AARP Eye Center
Return of the Page-Turning Titans
By Bethanne Patrick, September 18, 2013 04:50 PM
Some of the biggest names in American literature have been silent for quite some time now.
Amy Tan? Hasn't published a novel in eight years.
Donna Tartt? Absent for 10.
And the last time we heard from Allan Gurganus was in 1997.
The drought ends this fall with a splash, as those three authors, among many others, bring out hotly anticipated new novels: Tan's The Valley of Amazement (left) follows a virgin courtesan from turn-of the-century Shanghai to San Francisco; Tartt's The Goldfinch (below) traces a young man's odyssey from Manhattan to Las Vegas and back; and Martin Cruz Smith's Tatiana has old standby Arkady Renko investigating the suicide - or was it murder? - of a crusading Russian female journalist.
Other favorite scriveners staging welcome returns (and the years since we last heard from them) include:
Robert Stone ( Death of the Black-Haired Girl, 3 years)
Thomas Pynchon ( Bleeding Edge, 4 years)
Alice McDermott ( Someone, 7 years)
Elizabeth Gilbert ( The Signature of All Things, 10 years)
Norman Rush ( Subtle Bodies, 10 years)
Helen Fielding ( Bridget Jones: Mad About the Boy, 10 years)
Did certain forces in the publishing vortex engineer this glut of great fiction? And are publishers thrilled by the "echo effect," or distraught by the stiff competition?
As usual, the answer is a combo platter. Sarah Weinman, the news editor for Publishers Lunch (and editor of the upcoming Troubled Daughters, Twisted Wives), reminds us that "bookselling's biggest season is the five weeks after Thanksgiving, including Christmas. It's key to have the titles that are perceived as most sellable out at that time - not to mention that the big awards are given out in the fall, too."

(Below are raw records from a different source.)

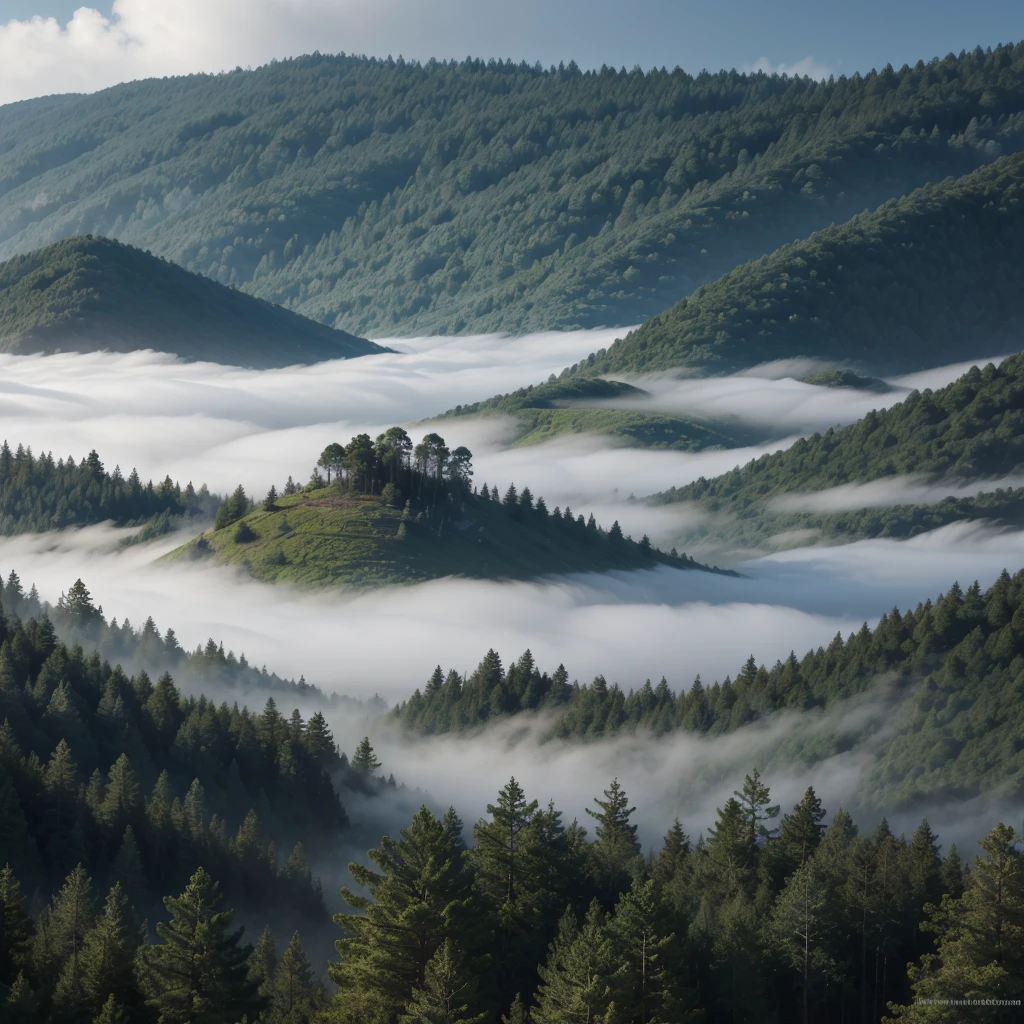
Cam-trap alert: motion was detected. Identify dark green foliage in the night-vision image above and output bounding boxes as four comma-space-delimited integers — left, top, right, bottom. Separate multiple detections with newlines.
0, 236, 381, 366
655, 352, 1024, 548
137, 867, 261, 1024
567, 151, 1024, 377
395, 571, 1024, 809
3, 47, 1024, 335
0, 440, 217, 535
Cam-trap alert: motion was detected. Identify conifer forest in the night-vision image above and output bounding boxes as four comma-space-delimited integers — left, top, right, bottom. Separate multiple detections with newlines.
1, 6, 1023, 1023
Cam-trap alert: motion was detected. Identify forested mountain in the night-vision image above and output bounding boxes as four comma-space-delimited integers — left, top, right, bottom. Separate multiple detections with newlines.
543, 150, 1024, 378
652, 353, 1024, 548
0, 236, 382, 367
2, 46, 1023, 335
175, 432, 716, 586
0, 439, 219, 535
394, 570, 1024, 812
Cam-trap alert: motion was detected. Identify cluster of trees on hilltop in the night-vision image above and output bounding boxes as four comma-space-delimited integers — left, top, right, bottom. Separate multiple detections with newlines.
552, 151, 1024, 377
0, 441, 219, 534
656, 355, 1024, 513
3, 46, 1024, 334
395, 570, 1024, 811
324, 775, 1021, 1024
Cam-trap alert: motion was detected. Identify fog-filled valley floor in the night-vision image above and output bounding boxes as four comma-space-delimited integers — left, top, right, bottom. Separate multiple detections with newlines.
0, 329, 1020, 834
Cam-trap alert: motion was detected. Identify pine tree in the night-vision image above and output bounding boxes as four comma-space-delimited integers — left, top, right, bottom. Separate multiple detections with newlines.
533, 902, 613, 1024
399, 938, 486, 1024
108, 825, 148, 918
351, 736, 381, 776
46, 864, 97, 1014
272, 931, 322, 1022
5, 971, 38, 1018
79, 883, 142, 1017
329, 805, 473, 1021
91, 993, 127, 1024
137, 867, 261, 1024
247, 925, 277, 1002
0, 863, 33, 985
586, 779, 641, 899
98, 754, 142, 838
778, 787, 826, 872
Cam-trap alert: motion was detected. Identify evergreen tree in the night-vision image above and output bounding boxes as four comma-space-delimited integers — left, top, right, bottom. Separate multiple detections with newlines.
532, 902, 613, 1024
0, 863, 32, 986
351, 736, 381, 776
46, 864, 97, 1016
247, 924, 277, 1002
79, 883, 142, 1017
272, 931, 322, 1023
329, 805, 473, 1022
137, 867, 261, 1024
399, 938, 486, 1024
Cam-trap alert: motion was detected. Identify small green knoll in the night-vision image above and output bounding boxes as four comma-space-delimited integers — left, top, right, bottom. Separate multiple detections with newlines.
170, 487, 715, 587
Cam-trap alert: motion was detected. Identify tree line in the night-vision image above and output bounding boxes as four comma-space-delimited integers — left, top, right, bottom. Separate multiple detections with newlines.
394, 569, 1024, 811
0, 441, 219, 535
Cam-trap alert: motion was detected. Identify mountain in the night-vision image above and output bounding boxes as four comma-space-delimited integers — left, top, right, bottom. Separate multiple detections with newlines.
169, 484, 718, 587
0, 235, 383, 366
557, 152, 1024, 379
1, 46, 1023, 336
391, 571, 1024, 811
652, 352, 1024, 550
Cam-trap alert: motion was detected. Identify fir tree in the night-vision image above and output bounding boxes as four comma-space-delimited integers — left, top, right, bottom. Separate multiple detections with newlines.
399, 938, 486, 1024
351, 736, 381, 776
137, 867, 261, 1024
272, 931, 322, 1023
79, 883, 142, 1017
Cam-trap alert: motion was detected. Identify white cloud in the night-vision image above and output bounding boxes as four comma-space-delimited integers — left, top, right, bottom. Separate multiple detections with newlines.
0, 0, 412, 104
746, 55, 834, 80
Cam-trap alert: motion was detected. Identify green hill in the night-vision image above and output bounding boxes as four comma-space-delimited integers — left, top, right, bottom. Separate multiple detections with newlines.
433, 376, 755, 450
651, 352, 1024, 550
169, 486, 718, 587
556, 152, 1024, 378
0, 235, 383, 366
1, 46, 1023, 335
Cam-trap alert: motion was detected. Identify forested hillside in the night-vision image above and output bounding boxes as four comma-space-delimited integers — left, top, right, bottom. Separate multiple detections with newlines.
0, 439, 218, 534
549, 150, 1024, 377
2, 46, 1023, 335
394, 570, 1024, 811
653, 354, 1024, 541
0, 236, 382, 366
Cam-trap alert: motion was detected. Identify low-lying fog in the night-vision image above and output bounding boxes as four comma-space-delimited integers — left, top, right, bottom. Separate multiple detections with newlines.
1, 332, 1019, 854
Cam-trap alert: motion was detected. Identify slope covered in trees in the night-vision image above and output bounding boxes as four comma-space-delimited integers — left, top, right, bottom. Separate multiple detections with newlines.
394, 570, 1024, 812
652, 353, 1024, 548
2, 46, 1023, 335
551, 150, 1024, 377
0, 440, 219, 535
172, 432, 716, 586
0, 236, 383, 367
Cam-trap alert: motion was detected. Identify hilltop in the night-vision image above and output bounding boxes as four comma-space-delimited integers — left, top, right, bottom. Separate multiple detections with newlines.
433, 376, 754, 450
0, 235, 383, 366
1, 46, 1022, 335
170, 486, 715, 587
166, 428, 721, 586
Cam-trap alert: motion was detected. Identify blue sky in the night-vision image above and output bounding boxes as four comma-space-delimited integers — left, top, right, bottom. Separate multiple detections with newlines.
3, 0, 1022, 79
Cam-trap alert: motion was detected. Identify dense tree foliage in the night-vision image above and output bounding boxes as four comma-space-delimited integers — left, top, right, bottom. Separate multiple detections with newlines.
655, 355, 1024, 522
0, 440, 219, 535
325, 779, 1023, 1024
0, 236, 382, 366
395, 571, 1024, 810
2, 46, 1023, 335
555, 152, 1024, 376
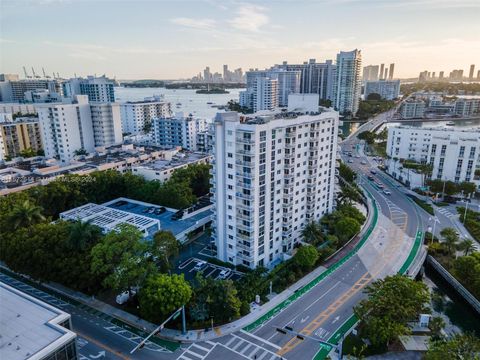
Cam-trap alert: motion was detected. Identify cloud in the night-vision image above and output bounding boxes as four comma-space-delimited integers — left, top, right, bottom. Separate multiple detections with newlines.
229, 4, 269, 32
170, 17, 217, 30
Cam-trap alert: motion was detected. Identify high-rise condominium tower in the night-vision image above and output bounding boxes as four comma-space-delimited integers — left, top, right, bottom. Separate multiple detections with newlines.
333, 49, 362, 115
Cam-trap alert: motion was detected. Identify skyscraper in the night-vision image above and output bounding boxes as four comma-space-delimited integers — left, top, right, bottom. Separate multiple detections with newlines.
469, 64, 476, 80
388, 63, 395, 80
333, 49, 362, 115
362, 65, 380, 82
439, 71, 444, 79
211, 107, 338, 268
379, 64, 385, 80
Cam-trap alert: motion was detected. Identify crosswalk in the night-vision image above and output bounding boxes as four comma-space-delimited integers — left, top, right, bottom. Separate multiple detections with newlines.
219, 332, 282, 360
104, 325, 170, 352
435, 207, 457, 219
177, 341, 217, 360
383, 197, 408, 231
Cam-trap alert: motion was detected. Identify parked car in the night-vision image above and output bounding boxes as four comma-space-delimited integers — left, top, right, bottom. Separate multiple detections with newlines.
370, 170, 377, 175
116, 289, 137, 305
193, 261, 207, 271
218, 269, 231, 279
348, 159, 354, 163
367, 175, 375, 181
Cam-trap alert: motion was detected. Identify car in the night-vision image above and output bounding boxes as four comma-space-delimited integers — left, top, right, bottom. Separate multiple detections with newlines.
361, 160, 367, 165
367, 175, 374, 181
218, 269, 231, 279
348, 159, 354, 163
383, 189, 391, 195
193, 261, 207, 271
116, 289, 137, 305
154, 207, 166, 215
355, 155, 360, 158
375, 182, 384, 189
370, 170, 377, 175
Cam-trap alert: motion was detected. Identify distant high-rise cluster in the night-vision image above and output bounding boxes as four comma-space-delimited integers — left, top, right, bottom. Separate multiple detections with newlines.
418, 64, 479, 82
239, 49, 362, 116
191, 65, 244, 83
362, 62, 395, 81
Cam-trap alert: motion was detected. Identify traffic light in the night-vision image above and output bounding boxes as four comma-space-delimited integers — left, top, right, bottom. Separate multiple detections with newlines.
276, 328, 287, 334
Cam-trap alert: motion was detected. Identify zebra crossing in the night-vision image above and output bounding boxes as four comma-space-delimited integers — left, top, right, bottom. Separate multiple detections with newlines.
104, 325, 170, 352
435, 206, 457, 219
219, 332, 282, 360
383, 197, 408, 231
177, 341, 217, 360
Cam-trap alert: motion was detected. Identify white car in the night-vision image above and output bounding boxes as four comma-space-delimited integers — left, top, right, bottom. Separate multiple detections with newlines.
116, 289, 137, 305
218, 269, 231, 279
383, 189, 392, 195
193, 261, 207, 271
361, 160, 367, 165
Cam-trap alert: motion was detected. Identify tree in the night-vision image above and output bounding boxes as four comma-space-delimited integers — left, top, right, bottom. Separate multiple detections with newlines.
354, 275, 430, 347
367, 93, 382, 101
339, 162, 357, 183
428, 316, 445, 340
301, 222, 323, 245
151, 230, 180, 271
67, 220, 102, 252
138, 274, 192, 323
452, 254, 480, 297
458, 181, 477, 196
440, 227, 460, 256
19, 147, 37, 158
74, 148, 88, 156
190, 274, 241, 323
294, 245, 319, 269
9, 200, 45, 229
90, 224, 156, 294
338, 186, 361, 205
357, 131, 376, 145
236, 267, 268, 304
335, 217, 361, 244
458, 239, 475, 256
425, 333, 480, 360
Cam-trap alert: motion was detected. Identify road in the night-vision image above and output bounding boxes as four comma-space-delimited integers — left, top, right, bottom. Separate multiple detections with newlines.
1, 109, 426, 360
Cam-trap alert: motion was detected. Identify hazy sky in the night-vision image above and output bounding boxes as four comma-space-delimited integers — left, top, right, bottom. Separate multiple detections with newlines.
1, 0, 479, 80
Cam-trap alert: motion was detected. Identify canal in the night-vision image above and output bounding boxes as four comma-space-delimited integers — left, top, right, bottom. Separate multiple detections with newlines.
423, 263, 480, 337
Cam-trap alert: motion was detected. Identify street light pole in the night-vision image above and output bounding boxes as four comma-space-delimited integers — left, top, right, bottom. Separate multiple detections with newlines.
463, 193, 472, 223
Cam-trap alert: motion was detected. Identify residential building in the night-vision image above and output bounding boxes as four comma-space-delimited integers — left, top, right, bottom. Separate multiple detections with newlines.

Ron Charles of The Washington Post takes a considerably more jaundiced view: "I say it every year, but honestly, this fall is just an avalanche of big names: Margaret Atwood, Jonathan Lethem, Jhumpa Lahiri, and so on. It feels like September is going to sink under the weight of all this literary fame. And I wonder if readers are well served: When does all the noise start to blur? How many people can plunk down $150 for this week's big novels?"
Not I, sir - and that's why I have to stop typing here, for my library just e-mailed to say my hold on the McDermott is ready for pickup. I can't wait to start turning pages!